Might as well set all other setting to manual. ex: PCIe to 100Mhz.

As your FSB goes up all those default auto settings will go up. That might stress out something.

Edit: i do have an aftermarket coolermaster 40mm NB fan.

I am at work so i cant post upload my cpuz or hwmonitor info to photobucket, but my temps are as follows: CPU idle 33c, load 53c. System idle 38c, 48c load.
July 3, 2008 3:49:09 PM

homerdog said:
Although this is not entirely correct, I agree 100% the you should use a 1:1 ratio with Intel processors. The performance gained by using higher ratios can just as easily be had by lowering the timings :) 

Edit: Well, almost (http://www.anandtech.com/memory/showdoc.aspx?i=2989&p=7)

Thanks for the link. I will definitely change to a 1:1 ratio and see how it goes. I'm at work now but will try when I get home.
July 5, 2008 9:37:38 AM

Well for an update...I messed around with it for a while and got it to boot a FEW times at higher FSB's. With a 9.5 multiplier the highest I got was 355mhz. When I dropped the multiplier to 7 I could get it as high as 370 - 375mhz. These results were all completely random, however, and I didn't even try to stress or test the system. There was no combination of settings that could get consistent results. I changed to a 1:1 RAM ratio but it had no effect. My Northbridge was kinda hot so I threw some AS5 and a fan on it. I don't think that helped too much. Well then again I wouldn't expect it to considering I don't think that is the problem to begin with ;)  I might just have got an unstable board or something. But even 3.16ghz is a 25% increase from stock, and it's still fast as hell for normal computing, so I can't really complain. Thanks again for all the help
July 5, 2008 3:22:54 PM

Make sure the tRD (I think GIGABYTE calles it "static tREAD value") isn't set below 8. Try something like 10 first and a FSB of 400MHz. If you can get the tRD down to 8 at 400MHz you're doing really good, but 10 isn't bad.
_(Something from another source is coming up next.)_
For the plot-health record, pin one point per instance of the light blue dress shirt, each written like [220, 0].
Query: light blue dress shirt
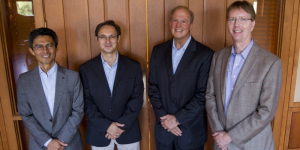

And if your G31 is like my P35-DS3L you have to press Ctrl + F1 in the main BIOS screen to access the advanced timings.
July 21, 2008 4:31:58 AM

i'm at 3.5 right now and my overload temp is 40C, so not too bad. I might call it quits.
July 21, 2008 5:56:42 AM

aj6065 said:
But how does that make sense. That would mean RAM multipliers are useless and shouldn't exist. If the RAM is restricted to the FSB, then there would be no point in making RAM that could run at 800mhz if your FSB runs at 266 or 333mhz. You are saying in that case the RAM can only communicate with the FSB at 533 or 667mhz, which is below the stated 800mhz of the RAM. The reason RAM multipliers exist is so you can purposely run RAM higher than the FSB speed.


of course you can run it at 800mhz with a 200fsb or 266 or even 333. the rated speed of the memory doesnt mean you have to run it at that speed. and even if you DO run it at those speed then the performance gain is minimal because its restricted by the FSB.

with a higher ram speed along with a low FSB you will only gain lower latency but actual read and write performance will ONLY gain about <100MB/s. i think you should read into the architecture of Intel's FSB based processor.

for arguement sake if you cant get any actual performance gain why put extra stress on the ram when its unneccessary? what the ram is stated to run you dont have to run it at that speed. running it at higher speed will be more stressful then run it at lower speed.thats common sense. of course IF you do gain alot of performance then sacraficing its life span its reasonable.BUT NOT WHEN YOU CANT GAIN ANY SPEED.
July 21, 2008 4:00:19 PM

I have a GA-G33M-S2L with an E7200 OC'd to 3.6 (400x9) on 1.25.

I set +1 to the FSB, if I remember correctly.

Stable for 12 hours on OCCT (Prime).